24 comments

  • nly 2 days ago ago

    My goto these days (and afaik the state of the art) is boost::unordered_flat_set paired with rapidhash for hashing (since the GNU std::hash functions based on murmurhash are ridiculously slow)

    The cacheline performance is pretty hard to beat (SIMD optimised linear scan before hopping), which is where all the wins come in the real world.

    But basically any of the faster hash maps from absl, boost or folly are going to wreck the standard library in terms of perf

    • lefty2 13 minutes ago ago

      I tried both unordered_flat_map and hopscotch map with the pathfinding algorithm that my game uses. Both were slower than regular unordered_map. unordered_flat_map about 33% slower and hopscotch was 390% slower

    • spacechild1 2 days ago ago

      > with rapidhash for hashing (since the GNU std::hash functions based on murmurhash are ridiculously slow)

      Doesn't boost::unordered_flat_map use boost::hash by default? How does it compare to rapid hash and std::hash?

      • nly a day ago ago

        It's not great.

        Rapidhash is just insanely fast and provides good distribution, with built-in support for mixing.

  • jll29 2 days ago ago

    google::dense_hash_map is faster than this new implementation according to their benchmark's diagram (google::dense_hash_map has the lowest runtime of all tested methods).

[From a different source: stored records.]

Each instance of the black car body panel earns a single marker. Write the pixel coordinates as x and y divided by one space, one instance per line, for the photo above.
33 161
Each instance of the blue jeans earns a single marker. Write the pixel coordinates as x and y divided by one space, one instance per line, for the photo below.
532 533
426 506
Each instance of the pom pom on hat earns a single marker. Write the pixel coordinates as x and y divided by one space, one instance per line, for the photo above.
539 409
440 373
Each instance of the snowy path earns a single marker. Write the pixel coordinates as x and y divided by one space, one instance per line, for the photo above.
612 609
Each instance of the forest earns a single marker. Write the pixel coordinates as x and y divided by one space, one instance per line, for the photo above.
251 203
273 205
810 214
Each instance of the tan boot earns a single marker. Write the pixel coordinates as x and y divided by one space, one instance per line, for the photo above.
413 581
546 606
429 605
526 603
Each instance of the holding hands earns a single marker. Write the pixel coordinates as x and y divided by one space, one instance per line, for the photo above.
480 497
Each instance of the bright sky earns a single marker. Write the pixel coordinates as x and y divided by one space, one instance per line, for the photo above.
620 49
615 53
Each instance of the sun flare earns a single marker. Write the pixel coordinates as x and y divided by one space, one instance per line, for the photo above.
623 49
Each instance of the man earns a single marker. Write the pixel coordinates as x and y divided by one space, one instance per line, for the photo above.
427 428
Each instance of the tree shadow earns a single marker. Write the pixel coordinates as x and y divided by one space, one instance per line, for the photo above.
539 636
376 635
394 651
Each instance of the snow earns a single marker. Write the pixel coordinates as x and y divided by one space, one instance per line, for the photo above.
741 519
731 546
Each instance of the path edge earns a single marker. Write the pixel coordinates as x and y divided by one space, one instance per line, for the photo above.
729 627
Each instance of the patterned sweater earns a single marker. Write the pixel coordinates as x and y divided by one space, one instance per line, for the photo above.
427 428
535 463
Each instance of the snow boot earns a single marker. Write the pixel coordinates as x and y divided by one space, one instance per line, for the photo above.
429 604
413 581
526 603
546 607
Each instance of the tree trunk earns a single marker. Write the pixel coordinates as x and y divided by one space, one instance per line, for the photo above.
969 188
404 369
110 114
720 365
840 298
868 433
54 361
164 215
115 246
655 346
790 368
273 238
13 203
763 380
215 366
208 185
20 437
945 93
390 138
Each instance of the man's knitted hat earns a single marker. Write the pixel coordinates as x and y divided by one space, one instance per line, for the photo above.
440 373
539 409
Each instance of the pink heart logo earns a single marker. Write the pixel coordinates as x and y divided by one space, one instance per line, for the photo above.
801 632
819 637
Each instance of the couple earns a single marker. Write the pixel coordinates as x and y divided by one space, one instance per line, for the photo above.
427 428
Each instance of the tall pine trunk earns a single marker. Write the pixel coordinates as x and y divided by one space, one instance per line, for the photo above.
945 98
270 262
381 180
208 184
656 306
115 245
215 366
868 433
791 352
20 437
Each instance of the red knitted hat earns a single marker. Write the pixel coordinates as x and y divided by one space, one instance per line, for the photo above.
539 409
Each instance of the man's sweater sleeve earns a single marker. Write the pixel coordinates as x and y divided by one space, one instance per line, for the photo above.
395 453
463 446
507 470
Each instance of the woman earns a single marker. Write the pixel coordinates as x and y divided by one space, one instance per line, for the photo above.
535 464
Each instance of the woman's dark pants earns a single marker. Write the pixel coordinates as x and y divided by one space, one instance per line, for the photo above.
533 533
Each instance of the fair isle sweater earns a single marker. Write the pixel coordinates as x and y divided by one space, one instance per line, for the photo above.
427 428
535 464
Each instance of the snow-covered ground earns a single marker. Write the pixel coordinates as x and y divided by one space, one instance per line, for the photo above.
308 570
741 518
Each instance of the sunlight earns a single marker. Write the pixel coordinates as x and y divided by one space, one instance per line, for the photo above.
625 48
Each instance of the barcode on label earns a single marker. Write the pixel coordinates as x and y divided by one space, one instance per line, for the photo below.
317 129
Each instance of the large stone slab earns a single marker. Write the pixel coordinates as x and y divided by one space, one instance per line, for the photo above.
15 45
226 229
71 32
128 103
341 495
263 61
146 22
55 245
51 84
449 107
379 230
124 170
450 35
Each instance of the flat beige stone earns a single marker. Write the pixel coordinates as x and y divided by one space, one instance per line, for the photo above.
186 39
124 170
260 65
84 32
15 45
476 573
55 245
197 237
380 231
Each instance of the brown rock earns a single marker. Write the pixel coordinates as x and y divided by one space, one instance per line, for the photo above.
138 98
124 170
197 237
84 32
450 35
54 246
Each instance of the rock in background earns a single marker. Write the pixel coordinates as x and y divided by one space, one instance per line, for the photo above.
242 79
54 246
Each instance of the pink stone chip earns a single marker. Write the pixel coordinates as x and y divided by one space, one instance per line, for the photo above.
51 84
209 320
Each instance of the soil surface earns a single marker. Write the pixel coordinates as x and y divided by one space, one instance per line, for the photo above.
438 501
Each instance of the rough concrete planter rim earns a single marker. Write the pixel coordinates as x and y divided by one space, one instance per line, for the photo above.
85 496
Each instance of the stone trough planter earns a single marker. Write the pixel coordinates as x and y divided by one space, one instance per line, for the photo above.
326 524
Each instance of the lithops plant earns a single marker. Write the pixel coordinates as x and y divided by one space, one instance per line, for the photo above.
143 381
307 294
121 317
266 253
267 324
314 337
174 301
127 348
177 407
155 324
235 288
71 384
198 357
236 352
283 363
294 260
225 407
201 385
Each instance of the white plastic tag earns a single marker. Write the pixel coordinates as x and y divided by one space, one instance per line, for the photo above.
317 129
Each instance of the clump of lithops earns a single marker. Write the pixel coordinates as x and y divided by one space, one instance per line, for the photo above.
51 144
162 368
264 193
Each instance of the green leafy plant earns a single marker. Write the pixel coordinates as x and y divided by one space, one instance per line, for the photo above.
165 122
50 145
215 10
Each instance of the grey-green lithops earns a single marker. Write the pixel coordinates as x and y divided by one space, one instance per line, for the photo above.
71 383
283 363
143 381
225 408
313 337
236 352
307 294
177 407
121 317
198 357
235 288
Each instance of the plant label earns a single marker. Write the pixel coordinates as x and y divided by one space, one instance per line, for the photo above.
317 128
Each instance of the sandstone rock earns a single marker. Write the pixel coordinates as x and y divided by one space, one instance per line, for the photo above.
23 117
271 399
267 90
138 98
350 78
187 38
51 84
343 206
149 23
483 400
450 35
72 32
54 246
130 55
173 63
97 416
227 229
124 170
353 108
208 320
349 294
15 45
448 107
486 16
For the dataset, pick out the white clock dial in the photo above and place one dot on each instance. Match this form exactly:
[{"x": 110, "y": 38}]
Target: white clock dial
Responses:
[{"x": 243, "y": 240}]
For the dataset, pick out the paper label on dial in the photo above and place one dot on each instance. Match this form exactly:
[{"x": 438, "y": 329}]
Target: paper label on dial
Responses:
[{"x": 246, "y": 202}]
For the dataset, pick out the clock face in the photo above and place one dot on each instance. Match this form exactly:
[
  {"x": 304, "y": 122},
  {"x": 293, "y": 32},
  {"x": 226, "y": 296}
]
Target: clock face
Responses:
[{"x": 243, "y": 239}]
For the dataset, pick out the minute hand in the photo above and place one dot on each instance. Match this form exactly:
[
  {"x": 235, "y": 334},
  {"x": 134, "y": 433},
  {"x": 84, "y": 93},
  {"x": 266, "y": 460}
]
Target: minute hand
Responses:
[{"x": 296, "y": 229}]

  • einpoklum 2 days ago ago

    The principle of "hopscotch hasing" is described, for example, here: https://en.wikipedia.org/wiki/Hopscotch_hashing

    ----

    An point often missed by people who need to/want to do hashing:

    In practice, with your real workloads, you can often make do with actually "giving up" on the hasing of some fraction of the elements, whose buckets, neighborhoods and such are already occupied - and instead put those aside for separate out-of-band handling. hash table implementations such as this one (or std::unordered_map and all the rest), absolutely _must_ succeed in inserting your values - and so must always allow for more collisions, resizing etc.

  • stevefan1999 2 days ago ago

    Ah, hopscotch hash, I tried using it on my CSGO cheat literally 10 years ago, for the object reflection (retrospection) system based on compiler type ID and unique hashing scheme with function signature. I merely used it for hopefully getting a performance on the "dependency injection" side of things, until I realized it is actually a service locator pattern and performance won't improve due to this architecture anyway.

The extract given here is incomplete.